Van zijn kant kan, in O’s ogen, René haar liefde slechts als zuiver waarnemen in de mate waarin hij haar vernedert of door anderen laat misbruiken. Alleen als ongenaakbare en meedogenloze soeverein kan hij haar liefde erkennen als wat ze voor hem is. Reden waarom O de wreedheden die hij haar aandoet bewust en uit volkomen vrije wil aanvaardt en goedkeurt. Hij is haar God, zo wil zij het, en uitgerekend zijn sadisme gunt haar de mogelijkheid haar liefde voor hem te bewijzen. Wat Madame Guyon zich in een brief aan Fénelon laat ontvallen, kon evengoed uit de mond van O zijn opgetekend:

Essentieel aan de glorie van God is enkel deze glorie zelf en zijn eigen welbehagen dat hij in onze vernietiging weet te vinden. [12]

Vanuit de kant van Madame Guyon of van O betekent zo’n houding regelrechte zelfhaat. Gewilde zelfhaat: hoe meer ik vernietigd word, hoe meer ik geholpen word in de strijd tegen wat ik het meeste haat: mijn liefde voor mezelf. Maar precies om dit te bereiken moet ik ook mijn zuivere liefde haten. Houden van mijn pur amour impliceert onvermijdelijk dat ik die liefde omkeer in amour propre. In diezelfde correspondentie met Fénelon staan dan ook zinnen te lezen als: ‘De zuivere liefde haat zichzelf, daarom vindt ze plezier in haar lijden.’ Pas dan wordt de ziel wat ze is: ‘Niets voor God, niets voor de schepselen, niets voor zichzelf.’ [13]

 

Gever

In naam van de liefde zichzelf – en zelfs zijn eigen liefde – haten. Uit dankbaarheid om te mogen bestaan zichzelf tot een abject ‘niets’ verklaren en genot vinden in een lijden dat dit ‘niets’ hoe langer hoe meer letterlijk dreigt te maken.

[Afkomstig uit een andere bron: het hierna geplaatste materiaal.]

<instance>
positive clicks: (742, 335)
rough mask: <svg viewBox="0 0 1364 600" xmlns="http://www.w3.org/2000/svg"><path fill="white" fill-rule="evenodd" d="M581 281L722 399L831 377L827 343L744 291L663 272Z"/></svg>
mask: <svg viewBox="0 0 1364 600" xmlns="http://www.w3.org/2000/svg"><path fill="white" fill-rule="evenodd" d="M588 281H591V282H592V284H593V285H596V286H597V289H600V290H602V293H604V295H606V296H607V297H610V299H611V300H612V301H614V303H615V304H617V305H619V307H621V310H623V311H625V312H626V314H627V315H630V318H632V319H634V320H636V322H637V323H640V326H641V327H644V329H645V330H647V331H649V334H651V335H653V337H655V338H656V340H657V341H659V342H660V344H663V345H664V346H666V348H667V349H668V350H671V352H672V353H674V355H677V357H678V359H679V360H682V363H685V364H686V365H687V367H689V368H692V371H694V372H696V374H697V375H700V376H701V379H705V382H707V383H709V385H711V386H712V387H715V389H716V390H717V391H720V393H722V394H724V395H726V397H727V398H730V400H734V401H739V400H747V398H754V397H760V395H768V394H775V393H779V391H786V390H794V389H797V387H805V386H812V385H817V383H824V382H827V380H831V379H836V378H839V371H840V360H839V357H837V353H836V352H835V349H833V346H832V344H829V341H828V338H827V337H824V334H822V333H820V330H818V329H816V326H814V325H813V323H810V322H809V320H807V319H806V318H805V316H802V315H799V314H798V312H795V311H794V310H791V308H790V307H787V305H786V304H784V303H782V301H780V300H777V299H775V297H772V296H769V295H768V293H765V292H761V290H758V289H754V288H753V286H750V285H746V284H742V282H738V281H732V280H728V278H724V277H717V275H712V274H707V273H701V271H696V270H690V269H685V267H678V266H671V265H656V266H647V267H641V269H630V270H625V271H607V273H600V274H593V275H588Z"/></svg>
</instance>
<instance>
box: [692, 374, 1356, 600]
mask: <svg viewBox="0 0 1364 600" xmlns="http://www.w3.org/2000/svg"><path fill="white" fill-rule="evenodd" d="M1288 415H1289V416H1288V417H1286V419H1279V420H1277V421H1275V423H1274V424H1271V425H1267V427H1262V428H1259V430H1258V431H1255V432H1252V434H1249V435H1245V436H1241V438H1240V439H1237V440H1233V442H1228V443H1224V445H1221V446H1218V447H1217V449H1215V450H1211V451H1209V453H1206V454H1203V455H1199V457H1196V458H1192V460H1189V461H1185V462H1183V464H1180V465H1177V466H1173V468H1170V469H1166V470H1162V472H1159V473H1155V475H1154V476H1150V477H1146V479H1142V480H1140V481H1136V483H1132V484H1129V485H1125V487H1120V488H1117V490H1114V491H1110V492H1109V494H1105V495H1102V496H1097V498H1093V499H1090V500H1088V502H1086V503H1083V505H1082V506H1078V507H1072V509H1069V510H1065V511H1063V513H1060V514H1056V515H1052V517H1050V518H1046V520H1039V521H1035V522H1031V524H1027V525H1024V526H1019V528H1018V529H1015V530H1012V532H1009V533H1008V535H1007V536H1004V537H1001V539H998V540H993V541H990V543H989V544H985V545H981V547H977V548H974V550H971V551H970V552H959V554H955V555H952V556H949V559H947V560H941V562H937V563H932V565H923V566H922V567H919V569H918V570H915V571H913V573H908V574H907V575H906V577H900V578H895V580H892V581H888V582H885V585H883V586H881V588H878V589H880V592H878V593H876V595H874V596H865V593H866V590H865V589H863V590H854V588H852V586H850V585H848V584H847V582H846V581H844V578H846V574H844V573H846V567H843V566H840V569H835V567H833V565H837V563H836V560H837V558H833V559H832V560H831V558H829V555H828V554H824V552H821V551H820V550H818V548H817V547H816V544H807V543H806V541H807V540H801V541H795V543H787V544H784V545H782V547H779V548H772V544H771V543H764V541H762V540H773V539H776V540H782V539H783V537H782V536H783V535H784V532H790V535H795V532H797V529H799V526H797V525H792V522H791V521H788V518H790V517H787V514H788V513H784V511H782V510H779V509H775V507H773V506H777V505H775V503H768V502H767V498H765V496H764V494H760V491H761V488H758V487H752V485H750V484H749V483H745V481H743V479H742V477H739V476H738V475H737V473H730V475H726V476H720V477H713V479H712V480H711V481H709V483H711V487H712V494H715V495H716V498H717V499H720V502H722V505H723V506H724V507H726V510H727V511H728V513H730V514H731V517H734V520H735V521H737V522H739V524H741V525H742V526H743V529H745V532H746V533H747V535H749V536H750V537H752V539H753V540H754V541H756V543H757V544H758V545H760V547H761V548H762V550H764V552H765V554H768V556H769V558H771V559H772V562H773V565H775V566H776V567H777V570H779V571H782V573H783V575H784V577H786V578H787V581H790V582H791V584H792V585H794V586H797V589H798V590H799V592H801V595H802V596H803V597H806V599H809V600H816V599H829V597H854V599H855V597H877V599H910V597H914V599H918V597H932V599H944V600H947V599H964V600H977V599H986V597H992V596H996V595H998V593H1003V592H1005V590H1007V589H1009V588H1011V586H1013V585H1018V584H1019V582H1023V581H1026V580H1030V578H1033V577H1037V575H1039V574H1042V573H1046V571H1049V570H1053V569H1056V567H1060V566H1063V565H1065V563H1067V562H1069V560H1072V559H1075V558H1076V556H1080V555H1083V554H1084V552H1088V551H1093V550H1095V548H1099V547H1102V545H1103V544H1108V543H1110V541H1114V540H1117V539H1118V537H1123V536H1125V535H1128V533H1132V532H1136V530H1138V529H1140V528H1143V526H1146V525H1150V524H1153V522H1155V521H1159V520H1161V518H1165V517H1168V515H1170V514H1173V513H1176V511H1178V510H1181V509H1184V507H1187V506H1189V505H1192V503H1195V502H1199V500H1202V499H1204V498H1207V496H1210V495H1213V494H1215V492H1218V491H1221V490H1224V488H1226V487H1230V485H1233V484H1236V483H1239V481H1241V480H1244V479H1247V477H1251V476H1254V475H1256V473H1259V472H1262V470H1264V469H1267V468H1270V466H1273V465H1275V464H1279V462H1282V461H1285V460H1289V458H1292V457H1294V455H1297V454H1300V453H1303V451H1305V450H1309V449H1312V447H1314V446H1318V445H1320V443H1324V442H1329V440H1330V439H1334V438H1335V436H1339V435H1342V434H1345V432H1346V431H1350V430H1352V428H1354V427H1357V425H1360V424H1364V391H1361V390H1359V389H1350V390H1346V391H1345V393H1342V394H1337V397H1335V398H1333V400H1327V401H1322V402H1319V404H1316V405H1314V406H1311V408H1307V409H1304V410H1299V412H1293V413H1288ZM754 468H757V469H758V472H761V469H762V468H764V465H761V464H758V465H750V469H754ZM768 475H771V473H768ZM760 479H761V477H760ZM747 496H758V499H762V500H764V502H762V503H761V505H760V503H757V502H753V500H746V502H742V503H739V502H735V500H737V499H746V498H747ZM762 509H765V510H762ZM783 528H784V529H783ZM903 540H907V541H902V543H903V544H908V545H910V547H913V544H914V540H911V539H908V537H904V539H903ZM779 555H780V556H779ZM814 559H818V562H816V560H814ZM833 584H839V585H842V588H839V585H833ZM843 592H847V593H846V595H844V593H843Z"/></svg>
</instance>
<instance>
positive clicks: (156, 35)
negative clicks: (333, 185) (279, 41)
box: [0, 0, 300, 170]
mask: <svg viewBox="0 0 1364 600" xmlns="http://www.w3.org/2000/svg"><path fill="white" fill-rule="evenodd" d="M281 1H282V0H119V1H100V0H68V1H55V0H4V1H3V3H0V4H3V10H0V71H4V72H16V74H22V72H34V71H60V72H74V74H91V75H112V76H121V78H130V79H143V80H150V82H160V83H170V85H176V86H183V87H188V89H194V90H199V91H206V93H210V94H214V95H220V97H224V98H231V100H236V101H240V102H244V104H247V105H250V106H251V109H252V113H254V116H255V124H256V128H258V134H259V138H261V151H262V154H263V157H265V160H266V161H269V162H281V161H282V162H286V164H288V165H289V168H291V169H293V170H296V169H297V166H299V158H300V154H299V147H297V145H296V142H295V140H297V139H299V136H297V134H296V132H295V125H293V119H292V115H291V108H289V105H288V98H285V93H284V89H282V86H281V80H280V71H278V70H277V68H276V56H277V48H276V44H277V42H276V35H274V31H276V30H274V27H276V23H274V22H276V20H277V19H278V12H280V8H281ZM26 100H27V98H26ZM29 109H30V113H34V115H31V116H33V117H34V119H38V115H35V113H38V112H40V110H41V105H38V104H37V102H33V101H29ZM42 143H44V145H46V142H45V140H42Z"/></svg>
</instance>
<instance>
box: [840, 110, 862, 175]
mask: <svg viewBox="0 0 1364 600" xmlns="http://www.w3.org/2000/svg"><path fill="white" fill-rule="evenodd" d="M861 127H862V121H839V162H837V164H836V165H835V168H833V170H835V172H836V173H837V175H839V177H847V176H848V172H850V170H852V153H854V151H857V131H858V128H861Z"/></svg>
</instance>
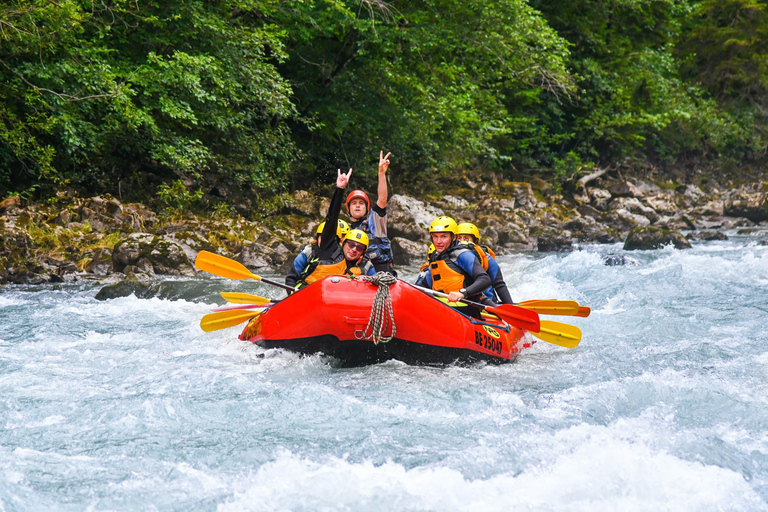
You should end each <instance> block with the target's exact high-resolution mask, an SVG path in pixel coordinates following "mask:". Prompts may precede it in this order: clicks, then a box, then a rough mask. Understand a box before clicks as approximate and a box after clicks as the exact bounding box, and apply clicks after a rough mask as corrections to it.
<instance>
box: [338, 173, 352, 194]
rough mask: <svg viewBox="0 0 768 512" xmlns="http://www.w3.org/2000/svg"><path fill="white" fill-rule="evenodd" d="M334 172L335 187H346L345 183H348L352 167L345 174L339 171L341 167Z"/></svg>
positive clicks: (343, 188)
mask: <svg viewBox="0 0 768 512" xmlns="http://www.w3.org/2000/svg"><path fill="white" fill-rule="evenodd" d="M336 172H337V173H338V175H337V176H336V188H341V189H344V188H347V183H349V177H350V176H352V169H351V168H350V169H349V172H348V173H347V174H344V173H343V172H341V169H337V170H336Z"/></svg>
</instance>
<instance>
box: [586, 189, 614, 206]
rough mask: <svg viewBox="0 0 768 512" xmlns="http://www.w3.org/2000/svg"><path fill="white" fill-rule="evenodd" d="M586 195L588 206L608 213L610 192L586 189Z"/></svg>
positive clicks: (610, 193) (609, 199) (611, 195)
mask: <svg viewBox="0 0 768 512" xmlns="http://www.w3.org/2000/svg"><path fill="white" fill-rule="evenodd" d="M587 193H588V194H589V197H590V202H589V204H590V205H591V206H592V207H594V208H595V209H597V210H600V211H602V212H605V211H608V205H609V204H610V203H611V199H612V198H613V196H612V195H611V193H610V192H608V191H607V190H605V189H602V188H587Z"/></svg>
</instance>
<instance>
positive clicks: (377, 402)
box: [0, 236, 768, 512]
mask: <svg viewBox="0 0 768 512" xmlns="http://www.w3.org/2000/svg"><path fill="white" fill-rule="evenodd" d="M499 260H500V264H501V268H502V270H503V272H504V275H505V277H506V279H507V283H508V285H509V287H510V290H511V292H512V295H513V298H515V299H516V300H527V299H549V298H559V299H575V300H578V301H579V302H580V303H581V304H583V305H588V306H591V307H592V311H593V312H592V315H591V316H590V317H589V318H574V317H557V318H555V319H557V320H559V321H564V322H567V323H572V324H574V325H578V326H579V327H580V328H581V329H582V331H583V340H582V342H581V344H580V345H579V346H578V347H577V348H576V349H574V350H568V349H564V348H561V347H558V346H554V345H551V344H547V343H545V342H541V341H540V342H538V343H537V344H535V345H534V346H533V347H532V348H530V349H528V350H526V351H524V352H523V353H522V355H521V356H520V357H519V359H518V360H517V362H515V363H513V364H506V365H501V366H494V365H476V366H469V367H455V366H449V367H447V368H433V367H418V366H407V365H404V364H402V363H399V362H397V361H390V362H387V363H384V364H379V365H373V366H367V367H362V368H339V367H338V366H337V365H335V364H334V362H333V361H331V360H329V359H327V358H325V357H322V356H311V357H299V356H297V355H295V354H291V353H287V352H283V351H280V350H270V351H265V350H263V349H260V348H259V347H256V346H253V345H251V344H249V343H246V342H242V341H239V340H238V339H237V335H238V334H239V330H238V329H237V328H231V329H226V330H221V331H216V332H213V333H209V334H205V333H203V332H202V331H201V330H200V328H199V321H200V318H201V317H202V316H203V315H204V314H206V313H208V312H209V311H210V309H211V308H212V307H215V306H216V305H219V304H221V303H222V301H221V300H220V299H219V298H218V297H217V294H218V292H220V291H244V292H249V293H255V294H258V295H267V296H272V297H281V296H282V292H281V291H280V290H277V289H274V288H270V287H268V286H266V285H263V284H259V283H255V282H252V283H247V282H233V281H227V280H223V279H218V278H206V277H200V278H197V279H187V280H180V281H177V282H175V283H174V286H175V287H176V289H178V291H179V293H178V296H179V297H181V298H179V299H174V300H170V299H159V298H153V299H137V298H135V297H133V296H131V297H125V298H118V299H113V300H109V301H104V302H102V301H97V300H95V299H94V296H95V294H96V292H97V291H98V289H99V287H98V286H96V285H93V284H80V285H57V286H35V287H33V286H7V287H5V288H2V289H0V511H3V512H4V511H39V510H51V511H81V510H89V511H135V510H158V511H170V510H185V511H187V510H196V511H197V510H200V511H209V510H210V511H213V510H218V511H245V510H253V511H278V510H279V511H283V510H291V511H312V510H350V511H353V510H354V511H357V510H371V511H377V510H382V511H384V510H404V511H411V510H413V511H425V510H468V511H497V510H498V511H509V510H521V511H527V510H530V511H534V510H536V511H539V510H553V511H555V510H557V511H561V510H566V511H571V510H572V511H595V510H605V511H616V510H622V511H647V510H674V511H710V510H735V511H739V510H744V511H753V510H768V398H767V397H768V334H766V323H768V322H766V311H768V308H767V307H766V296H768V293H766V290H768V246H766V245H760V243H758V241H757V240H755V238H754V237H746V236H745V237H739V236H732V238H731V239H730V240H728V241H719V242H707V243H697V244H695V245H694V248H693V249H691V250H686V251H678V250H674V249H671V248H667V249H663V250H659V251H648V252H642V251H641V252H624V251H622V250H621V246H620V245H607V246H586V247H584V248H583V250H581V251H577V252H573V253H569V254H547V255H541V254H532V253H526V254H516V255H506V256H501V257H500V258H499ZM609 263H615V264H613V265H611V264H609ZM618 263H623V264H618Z"/></svg>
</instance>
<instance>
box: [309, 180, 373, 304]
mask: <svg viewBox="0 0 768 512" xmlns="http://www.w3.org/2000/svg"><path fill="white" fill-rule="evenodd" d="M351 175H352V169H350V170H349V172H348V173H347V174H343V173H342V172H341V169H339V170H338V176H337V178H336V190H335V191H334V193H333V198H331V205H330V206H329V207H328V214H327V215H326V217H325V225H324V226H323V230H322V232H321V234H320V239H319V240H320V243H319V245H318V248H317V254H316V255H315V256H314V257H313V258H311V259H310V260H309V261H308V262H307V265H306V266H305V267H304V269H302V271H301V273H300V274H299V279H298V282H297V284H296V287H297V288H298V289H301V288H303V287H305V286H308V285H310V284H312V283H314V282H316V281H319V280H320V279H322V278H324V277H326V276H330V275H350V276H360V275H374V274H375V273H376V269H375V268H374V267H373V264H372V263H371V262H370V261H369V260H368V258H367V257H366V256H365V251H366V249H367V248H368V235H367V234H366V233H365V232H364V231H362V230H360V229H350V230H349V231H348V232H347V234H346V235H345V237H344V239H343V240H342V241H341V246H339V244H338V242H337V239H336V236H335V235H336V230H337V229H338V221H339V212H340V210H341V201H342V198H343V195H344V189H345V188H346V186H347V183H349V177H350V176H351Z"/></svg>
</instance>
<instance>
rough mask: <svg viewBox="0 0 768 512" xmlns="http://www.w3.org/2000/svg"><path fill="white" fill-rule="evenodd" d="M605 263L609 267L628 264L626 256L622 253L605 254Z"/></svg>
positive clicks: (613, 266)
mask: <svg viewBox="0 0 768 512" xmlns="http://www.w3.org/2000/svg"><path fill="white" fill-rule="evenodd" d="M603 263H604V264H605V265H606V266H608V267H619V266H622V265H626V264H627V260H626V258H625V257H624V256H623V255H621V254H609V255H607V256H603Z"/></svg>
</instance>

Hoe is het zover kunnen komen? Hoe kan een religie, voor wie God liefde is, bij dat macabere punt uitkomen? En hoe valt dit met de logica van de gift te rijmen? Die staat toch voor generositeit, gulheid, ongedwongenheid, mededogen, vrijheid? Dit is in elk geval wat het christendom – samen met zo vele andere religies – verkondigt. Het christendom pleit voor een logica waarin mensen niet berekenend, maar gul en genereus met elkaar omgaan, een logica van vrijheid en liefde – eleutheria en agapè, in het Grieks van Paulus. ‘Kijk naar de vogels van de hemel: ze zaaien niet en maaien niet en oogsten niet, de hemelse Vader voedt ze’, luidt het elders in het Nieuwe Testament. [14] Alles is gegeven, het bestaan is bevrijdend gratuit: dit is wat de christelijke boodschap volgens haar vaandeldragers ‘blij’ maakt. In die logica van genade en gift ligt alle redding en heil. Waarom dwingt die logica ons dan juist in een impasse? Waarom ontaardt zij in wreedheid?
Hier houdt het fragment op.